College Voices
America’s Double Standards On Race And Sexual Assault

A man named Mark Twain once said, “There are many humorous things in the world—among them is the white man’s notion that he is less savage than the other savages.”
These words are indicative of the prevalent issues regarding how America views black and white men differently when addressing sexual assault.
In the era of the Me Too Movement, President Trump, Donald Trump Jr., and many other conservatives have professed their concerns about boys and men enduring false sexual assault accusations.
The movement has drawn praise and applauds from many people for demanding more awareness and accountability for sexual assault. However, sexual assault still has many Americans divided on this issue today.

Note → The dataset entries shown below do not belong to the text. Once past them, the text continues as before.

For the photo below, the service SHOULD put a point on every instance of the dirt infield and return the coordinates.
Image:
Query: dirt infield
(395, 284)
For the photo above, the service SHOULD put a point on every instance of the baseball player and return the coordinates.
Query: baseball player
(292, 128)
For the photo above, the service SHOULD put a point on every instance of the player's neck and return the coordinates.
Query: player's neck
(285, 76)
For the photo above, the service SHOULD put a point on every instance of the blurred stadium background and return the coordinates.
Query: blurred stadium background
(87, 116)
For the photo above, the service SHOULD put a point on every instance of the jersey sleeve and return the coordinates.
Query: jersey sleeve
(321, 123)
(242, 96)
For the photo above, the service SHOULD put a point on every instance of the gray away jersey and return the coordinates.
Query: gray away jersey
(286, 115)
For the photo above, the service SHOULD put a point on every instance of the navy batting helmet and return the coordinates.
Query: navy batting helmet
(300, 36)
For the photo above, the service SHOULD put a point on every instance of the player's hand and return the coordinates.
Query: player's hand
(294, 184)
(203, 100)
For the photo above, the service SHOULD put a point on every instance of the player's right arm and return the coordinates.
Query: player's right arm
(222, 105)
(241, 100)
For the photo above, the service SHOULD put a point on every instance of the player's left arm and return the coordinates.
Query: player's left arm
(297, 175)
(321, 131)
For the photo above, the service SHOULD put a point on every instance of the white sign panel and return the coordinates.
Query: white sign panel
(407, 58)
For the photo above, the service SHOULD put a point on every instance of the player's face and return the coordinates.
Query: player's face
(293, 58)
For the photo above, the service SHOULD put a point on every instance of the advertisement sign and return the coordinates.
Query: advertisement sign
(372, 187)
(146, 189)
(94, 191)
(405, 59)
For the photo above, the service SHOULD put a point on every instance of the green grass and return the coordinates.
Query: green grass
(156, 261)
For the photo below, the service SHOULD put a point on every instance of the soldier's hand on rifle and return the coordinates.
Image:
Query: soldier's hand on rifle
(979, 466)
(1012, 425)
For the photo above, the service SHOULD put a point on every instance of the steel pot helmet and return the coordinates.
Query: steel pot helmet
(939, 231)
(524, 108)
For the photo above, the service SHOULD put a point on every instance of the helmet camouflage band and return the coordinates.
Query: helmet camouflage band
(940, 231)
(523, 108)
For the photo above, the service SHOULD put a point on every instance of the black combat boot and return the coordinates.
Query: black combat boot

African-American males still must live with a disparaging myth today as old as the Civil War, invented by European settlers, declaring that most rapes are committed against white women by black men.
Ford Bend Women’s Center stated that “Statistics verified that 80-90% of all sexual assault offenders are a member of the same racial class as the survivor in all violent crimes.
In fact, when the perpetrator belongs to a different race than his victim, he is more inclined to be a white man sexually assaulting a woman of color rather than a man of color sexually assaulting a white woman.”
The United States has a bleak extensive history with sexual assault. In the era of the Civil War, African American women did not receive any legal protection from sexual violence externalized on them by White men.
The Connecticut Alliance to End Sexual Violence Organization has declared that women of color are frequently referred to as “promiscuous” and “hypersexual.” The media’s constant caricatures depicting women of color as “jezebels” only purports the exposition that they are never victims of sexual assault because they are readily engaging in sexual acts.
The organization also reported “The ethnicity of women who are raped in their lifetime: 17.9 percent are Caucasian, 11.9 are Latina, 18.8 are African-American, 34.1 percent are Native American or Alaskan Native, 6.8 percent are Asian or Pacific Islander, and 24.4 percent are mixed race.”
In the instance involving exonerations by race and crime, the National Registry of Exonerations acknowledged African-Americans and Hispanics are overwhelming wrongfully convicted than exonerated for crimes such as murder, sexual assault, child sex abuse, robbery, other violent crimes, drug crimes, and other non-violent crimes.
“There was thirty-four percent of Hispanic men and fifty-nine percent of African-American men convicted of sexual assault, but then exonerated.
African-Americans have represented virtually half of the innocent individuals falsely convicted of crimes. These individuals were later exonerated since 1989, even though they are only thirteen percent of the population.”